Heard on The Judges: "_for_ to"
Benjamin Zimmer
bgzimmer at BABEL.LING.UPENN.EDU
Wed Aug 5 06:09:02 UTC 2009
On Tue, Aug 4, 2009 at 9:28 PM, Wilson Gray wrote:
>
> On Tue, Aug 4, 2009 at 12:30 PM, Arnold Zwicky wrote:
> >
> > On Aug 4, 2009, at 7:35 AM, Wilson Gray wrote:
> >
> >> Late-teen-aged, black male college student from Ohio, using
> >> Northern-BE phonology, i.e. r-ful, "right" [raIt]:
> >>
> >> "I went to college _for_ to do the right thing."
> >>
> >> I know that the continued use of "for to" is hardly startling, but the
> >> fact that it was used by such a young, Northern person I thought might
> >> be of peripheral interest.
> >
> > i'm away from my copy of DARE, and failed to locate an entry for "for
> > to" by searching DARE on-line... so can anyone report on what's known
> > about the social and regional distribution of "for to" in current
> > English? (the OED is, of course, not of much use here, since it gives
> > older examples and merely reports that the usage is obsolete "in
> > educated use".)
>
> Damn! I hate when this happens! I usually try to keep in mind that the
> fact that black people may use a given syntactic structure all of the
> time still leaves the occurrence of said structure a rarity.
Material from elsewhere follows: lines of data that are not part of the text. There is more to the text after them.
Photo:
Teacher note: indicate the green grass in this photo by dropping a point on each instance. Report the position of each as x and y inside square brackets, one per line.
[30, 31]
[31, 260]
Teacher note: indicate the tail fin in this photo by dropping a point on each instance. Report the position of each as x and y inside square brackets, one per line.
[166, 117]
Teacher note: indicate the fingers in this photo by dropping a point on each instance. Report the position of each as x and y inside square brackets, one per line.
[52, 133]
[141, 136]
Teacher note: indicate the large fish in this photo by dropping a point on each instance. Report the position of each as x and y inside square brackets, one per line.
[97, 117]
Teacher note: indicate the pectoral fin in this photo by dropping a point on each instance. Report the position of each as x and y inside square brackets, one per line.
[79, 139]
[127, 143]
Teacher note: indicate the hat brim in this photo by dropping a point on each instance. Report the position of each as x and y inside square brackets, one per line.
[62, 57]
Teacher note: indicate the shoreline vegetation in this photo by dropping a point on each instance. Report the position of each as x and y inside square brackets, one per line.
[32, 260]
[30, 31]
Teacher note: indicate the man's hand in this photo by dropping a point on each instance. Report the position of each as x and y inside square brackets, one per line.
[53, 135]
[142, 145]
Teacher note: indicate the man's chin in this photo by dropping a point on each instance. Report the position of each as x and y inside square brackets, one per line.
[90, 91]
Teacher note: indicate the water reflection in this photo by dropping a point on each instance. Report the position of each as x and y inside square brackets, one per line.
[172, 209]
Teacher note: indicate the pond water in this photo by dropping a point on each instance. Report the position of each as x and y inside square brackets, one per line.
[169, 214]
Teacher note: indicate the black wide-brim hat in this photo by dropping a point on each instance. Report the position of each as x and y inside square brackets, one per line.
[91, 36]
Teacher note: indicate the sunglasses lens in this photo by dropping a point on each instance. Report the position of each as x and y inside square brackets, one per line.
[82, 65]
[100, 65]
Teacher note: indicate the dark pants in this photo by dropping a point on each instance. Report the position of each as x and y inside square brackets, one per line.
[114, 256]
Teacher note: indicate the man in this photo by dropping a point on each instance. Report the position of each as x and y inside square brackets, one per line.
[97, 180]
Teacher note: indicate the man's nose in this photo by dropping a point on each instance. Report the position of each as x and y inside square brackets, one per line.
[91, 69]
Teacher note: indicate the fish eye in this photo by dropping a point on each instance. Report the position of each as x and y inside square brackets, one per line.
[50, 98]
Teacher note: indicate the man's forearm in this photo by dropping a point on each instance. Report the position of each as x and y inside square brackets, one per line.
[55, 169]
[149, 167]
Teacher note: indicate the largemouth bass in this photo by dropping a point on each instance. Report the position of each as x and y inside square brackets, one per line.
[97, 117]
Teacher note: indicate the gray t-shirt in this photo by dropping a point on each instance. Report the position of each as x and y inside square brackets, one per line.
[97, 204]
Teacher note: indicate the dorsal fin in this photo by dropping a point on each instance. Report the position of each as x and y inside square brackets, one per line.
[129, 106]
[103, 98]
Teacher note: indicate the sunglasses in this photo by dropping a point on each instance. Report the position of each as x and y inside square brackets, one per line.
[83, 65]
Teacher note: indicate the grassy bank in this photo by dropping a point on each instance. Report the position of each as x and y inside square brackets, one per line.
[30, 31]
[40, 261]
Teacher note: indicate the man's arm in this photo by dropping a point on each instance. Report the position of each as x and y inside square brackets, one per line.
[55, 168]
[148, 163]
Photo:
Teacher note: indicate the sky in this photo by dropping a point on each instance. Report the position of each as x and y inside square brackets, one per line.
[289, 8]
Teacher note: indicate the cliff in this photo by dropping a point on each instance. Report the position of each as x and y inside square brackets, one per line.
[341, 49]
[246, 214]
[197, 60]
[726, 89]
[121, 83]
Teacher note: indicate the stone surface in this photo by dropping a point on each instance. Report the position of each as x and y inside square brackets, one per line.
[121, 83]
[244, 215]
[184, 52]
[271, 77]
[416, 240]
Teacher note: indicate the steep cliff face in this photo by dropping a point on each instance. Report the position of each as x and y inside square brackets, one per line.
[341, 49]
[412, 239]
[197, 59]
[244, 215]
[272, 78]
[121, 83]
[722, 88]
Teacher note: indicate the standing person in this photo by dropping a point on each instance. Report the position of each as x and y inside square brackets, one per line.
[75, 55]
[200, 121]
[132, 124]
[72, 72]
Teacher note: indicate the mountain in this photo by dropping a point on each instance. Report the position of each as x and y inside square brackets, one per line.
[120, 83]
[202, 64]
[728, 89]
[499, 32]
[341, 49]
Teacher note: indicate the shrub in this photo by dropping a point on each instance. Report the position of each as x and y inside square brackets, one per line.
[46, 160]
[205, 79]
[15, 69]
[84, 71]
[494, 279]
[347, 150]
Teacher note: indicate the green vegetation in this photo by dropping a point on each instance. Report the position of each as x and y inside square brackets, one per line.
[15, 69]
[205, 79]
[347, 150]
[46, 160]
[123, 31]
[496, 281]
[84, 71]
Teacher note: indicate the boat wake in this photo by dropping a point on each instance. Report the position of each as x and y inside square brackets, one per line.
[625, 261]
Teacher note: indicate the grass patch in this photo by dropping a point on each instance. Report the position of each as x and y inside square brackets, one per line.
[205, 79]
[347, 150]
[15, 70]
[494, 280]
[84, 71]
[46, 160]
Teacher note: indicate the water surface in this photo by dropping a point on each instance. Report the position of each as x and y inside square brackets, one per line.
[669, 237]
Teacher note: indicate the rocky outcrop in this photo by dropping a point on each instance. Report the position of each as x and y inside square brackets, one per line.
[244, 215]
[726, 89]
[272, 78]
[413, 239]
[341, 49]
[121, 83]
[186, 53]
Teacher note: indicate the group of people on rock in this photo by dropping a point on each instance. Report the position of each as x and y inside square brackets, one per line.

The
> "fuck-over" syndrome strikes again!
Well, even those who lack the construction in their dialect have
probably heard it deployed lyrically in "Swing Low, Sweet Chariot"
("Coming for to carry me home"), "Oh, Susanna" ("I'm going to
Louisiana, my true love for to see"), "Mr. Tambourine Man" ("I'm ready
to go anywhere, I'm ready for to fade"), "A Horse With No Name"
("There ain't no one for to give you no pain"), etc.